A newly-developed micro-pancreas can prevent transplanted islet cells from failing, potentially overcoming one of the biggest problems with islet cell transplantation for people with type 1 diabetes.
The platform, known as the engineered micro-pancreas (EMP), is developed by Israeli biotech company Betalin Therapeutics. It solves several of the difficulties associated with islet cell transplantation. Researchers know how to transplant islet cells to people with type 1 diabetes, and they know how to make those cells work. What they don’t know is how to stop those cells from failing. Half of islet cell transplant patients are back on insulin injections with a year; 90 per cent within five years.
The EMP helps the transplanted islet cells to connect up to the body – which is one of two big problems with transplantation. What the EMP doesn’t do is protect transplanted beta cells from the immune system, which will try and destroy any new beta cells. People who benefit from the EMP would still have to take immunosuppressant drugs, which would expose them to illness.
“The main problem we have in developing new treatments for diabetes is that diabetes is far more complicated than we think,” said Professor Eduardo Mitrani, who engineered the EMP in the department of cell and developmental biology at the Hebrew University of Jerusalem. “Providing insulin is easy, but regulating insulin has proven very difficult because regulation requires many different sensors in the beta cells.”
What is the engineered micro-pancreas (EMP)?
The EMP is a biological scaffold.

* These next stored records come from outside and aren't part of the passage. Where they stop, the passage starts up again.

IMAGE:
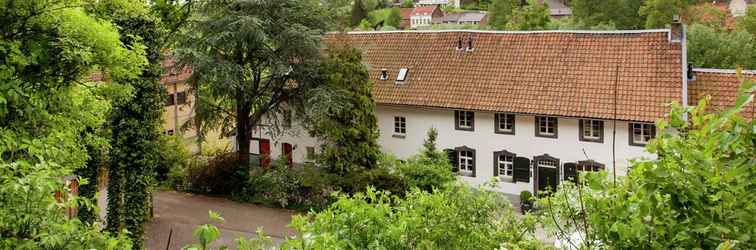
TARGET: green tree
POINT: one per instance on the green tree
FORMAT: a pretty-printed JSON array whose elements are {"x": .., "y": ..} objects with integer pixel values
[
  {"x": 343, "y": 113},
  {"x": 533, "y": 16},
  {"x": 499, "y": 12},
  {"x": 709, "y": 48},
  {"x": 48, "y": 109},
  {"x": 748, "y": 22},
  {"x": 623, "y": 14},
  {"x": 394, "y": 18},
  {"x": 659, "y": 13},
  {"x": 248, "y": 59},
  {"x": 408, "y": 4},
  {"x": 697, "y": 194}
]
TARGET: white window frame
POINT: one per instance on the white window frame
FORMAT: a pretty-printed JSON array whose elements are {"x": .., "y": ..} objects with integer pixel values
[
  {"x": 384, "y": 74},
  {"x": 646, "y": 132},
  {"x": 502, "y": 120},
  {"x": 402, "y": 76},
  {"x": 593, "y": 128},
  {"x": 543, "y": 126},
  {"x": 506, "y": 168},
  {"x": 465, "y": 121},
  {"x": 466, "y": 160},
  {"x": 400, "y": 125}
]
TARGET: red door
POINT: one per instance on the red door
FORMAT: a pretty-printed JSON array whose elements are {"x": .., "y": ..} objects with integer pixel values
[
  {"x": 264, "y": 153},
  {"x": 287, "y": 151}
]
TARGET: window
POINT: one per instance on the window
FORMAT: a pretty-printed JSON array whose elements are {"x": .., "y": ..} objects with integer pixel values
[
  {"x": 546, "y": 126},
  {"x": 384, "y": 74},
  {"x": 171, "y": 101},
  {"x": 465, "y": 120},
  {"x": 400, "y": 125},
  {"x": 641, "y": 133},
  {"x": 504, "y": 123},
  {"x": 466, "y": 162},
  {"x": 181, "y": 98},
  {"x": 592, "y": 130},
  {"x": 402, "y": 75},
  {"x": 310, "y": 153}
]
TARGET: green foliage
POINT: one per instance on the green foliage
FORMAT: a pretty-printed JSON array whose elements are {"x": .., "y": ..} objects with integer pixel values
[
  {"x": 659, "y": 13},
  {"x": 748, "y": 22},
  {"x": 343, "y": 114},
  {"x": 697, "y": 194},
  {"x": 533, "y": 16},
  {"x": 572, "y": 23},
  {"x": 711, "y": 49},
  {"x": 48, "y": 116},
  {"x": 455, "y": 217},
  {"x": 623, "y": 14},
  {"x": 499, "y": 12},
  {"x": 394, "y": 18},
  {"x": 408, "y": 4},
  {"x": 240, "y": 89}
]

It is added to the islets of the person donating cells before the transplant takes place. By supporting the survival of beta cells, it could enable long-term natural insulin production.
When beta cells were derived from EMP-supported islet cells, they successfully secreted insulin for more than three months. Beta cells that weren’t supported by the scaffold lived for about two days.

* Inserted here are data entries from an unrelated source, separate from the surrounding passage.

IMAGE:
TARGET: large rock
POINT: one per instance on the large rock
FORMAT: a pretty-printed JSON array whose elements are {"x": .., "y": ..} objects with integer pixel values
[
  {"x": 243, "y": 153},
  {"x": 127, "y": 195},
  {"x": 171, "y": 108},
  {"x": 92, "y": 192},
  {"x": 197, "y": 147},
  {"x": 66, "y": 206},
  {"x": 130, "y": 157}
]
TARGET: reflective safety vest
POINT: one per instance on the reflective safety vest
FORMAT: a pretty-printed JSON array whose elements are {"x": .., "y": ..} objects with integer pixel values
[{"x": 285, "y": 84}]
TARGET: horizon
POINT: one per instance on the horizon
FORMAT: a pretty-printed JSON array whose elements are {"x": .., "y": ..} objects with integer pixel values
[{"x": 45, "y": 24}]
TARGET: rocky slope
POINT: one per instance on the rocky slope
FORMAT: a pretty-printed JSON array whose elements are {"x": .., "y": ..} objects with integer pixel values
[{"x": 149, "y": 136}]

EMPs connect with the body’s vascular system, which gives them the nutrients they need to survive.
“Our micro-organ becomes vascularised in a remarkable three to five days and can produce insulin,” Mitrani said. “What distinguishes us is the micro-scaffold. We have worldwide IP for this technology, which allows the islets to survive, function in a regulated manner and connect to the circulatory system.”
Other advantages of the EMP
The EMP also has the potential to solve another key problem with islet cell transplantation: the need for large numbers of donor cells to treat one person with type 1 diabetes. Unlike the current method of transplantatio, which requires two infusions, the EMP should require only one. Mitrani believes that “[t]his should translate into the ability to treat a higher number of patients.”
Human clinical trials and FDA approval
The next step is to test the EMP in human clinical trials. According to Professor James Shapiro, of the University of Alberta, Canada, if the EMP works as well on humans as it does in the lab, “it has the potential to substantially improve cellular engraftment and survival both for islets and potentially for stem-cell engraftment.”
The researchers are working to have their breakthrough approved by the US Food and Drug Administration. Mitrani says: “We are now doing whatever is necessary to comply with regulatory agencies in the United States and Canada. We are already in conversation and submitting data to the FDA, which will determine what needs to be done to start our first human trials within a year.”
The findings are published in the journal Tissue Engineering Part A.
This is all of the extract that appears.